The changes will include a reduction or elimination of the unincorporated business tax, which affects about 17,000 business people, said this official. The mayor will also announce plans to close “loopholes” in the tax system, many of which were meant to create incentive for development of business sectors that now don’t really need it (for example, beeper sales).
Last year around this time, Bloomberg delivered his seventh State of the City Speech at an ice rink in Flushing Meadows-Corona Park. At the time, he was considering entering a presidential race, and seemed to be speaking, at times, to an audience far beyond the five boroughs.
In that speech, Bloomberg showcased the city's immigrant communities, seemingly responding to comments made by Republican Mitt Romney, who dubbed New York City a "sanctuary city" for illegal immigrants. He also spoke about sweeping crime-fighting measures, and the need for more green development.
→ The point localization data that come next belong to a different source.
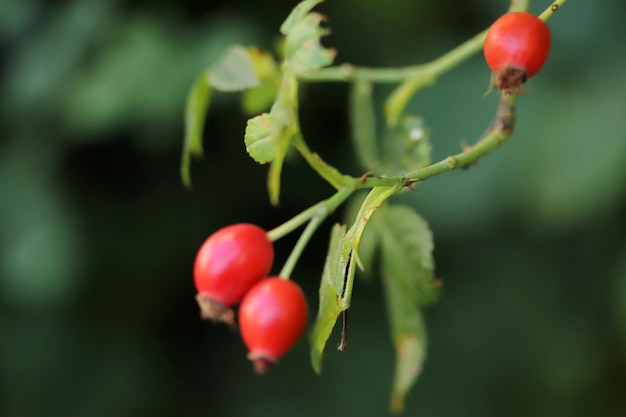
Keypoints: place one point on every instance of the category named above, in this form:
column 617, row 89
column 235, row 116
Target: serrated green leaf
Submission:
column 406, row 146
column 407, row 247
column 363, row 125
column 276, row 167
column 409, row 339
column 196, row 108
column 298, row 12
column 331, row 290
column 303, row 51
column 369, row 242
column 262, row 138
column 407, row 269
column 234, row 72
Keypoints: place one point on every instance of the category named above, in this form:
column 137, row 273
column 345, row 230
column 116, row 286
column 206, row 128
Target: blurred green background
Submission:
column 98, row 236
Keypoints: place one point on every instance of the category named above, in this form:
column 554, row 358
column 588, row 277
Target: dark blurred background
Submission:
column 98, row 236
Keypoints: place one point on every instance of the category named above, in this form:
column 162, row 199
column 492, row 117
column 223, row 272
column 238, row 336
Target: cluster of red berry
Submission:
column 231, row 267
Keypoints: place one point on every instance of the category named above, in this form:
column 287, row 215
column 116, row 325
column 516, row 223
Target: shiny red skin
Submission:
column 231, row 261
column 519, row 40
column 272, row 318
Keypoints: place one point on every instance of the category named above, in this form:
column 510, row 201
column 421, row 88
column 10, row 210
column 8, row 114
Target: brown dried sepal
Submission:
column 211, row 309
column 262, row 363
column 509, row 79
During last year's address, Bloomberg also laid out an ambitious plan to impanel a charter revision commission that would give a top-to-bottom review of city government, and possibly recommend radical changes.
That hasn't happened yet.
Dick Dadey, head of the good-government group Citizens Union, said that he'd like to hear Bloomberg's "specific plan and time table for how he is going to follow through on his promise to form a sorely needed charter revision commission" that would "do a thorough review of the city charter and government on the 20th anniversary of the last major restructuring of city government."
But given the dire times, reform issues — even important — may simply seem too abstract for the mayor to choose to deal with now. With the worsening economy here and in Washington, Bloomberg isn't likely to focus much attention on anything other than coping mechanisms.
"I think what he is going to have to talk about is how we survive," said consultant Joe Mercurio. "You have all these governors and mayors across the country all acting like [Herbert] Hoover, raising taxes and cutting spending, just the opposite of what the economy needs."
Mercurio said Bloomberg may also be in the unusual position of needing to defend himself.
"The hallmark of why Michael Bloomberg was a great mayor was that he put the city back in good fiscal condition," Mercurio said. Under Bloomberg, he went on, "we were going to be able to weather rainy days. Well, did he actually pull it off? Did he really put the city in a good fiscal position?"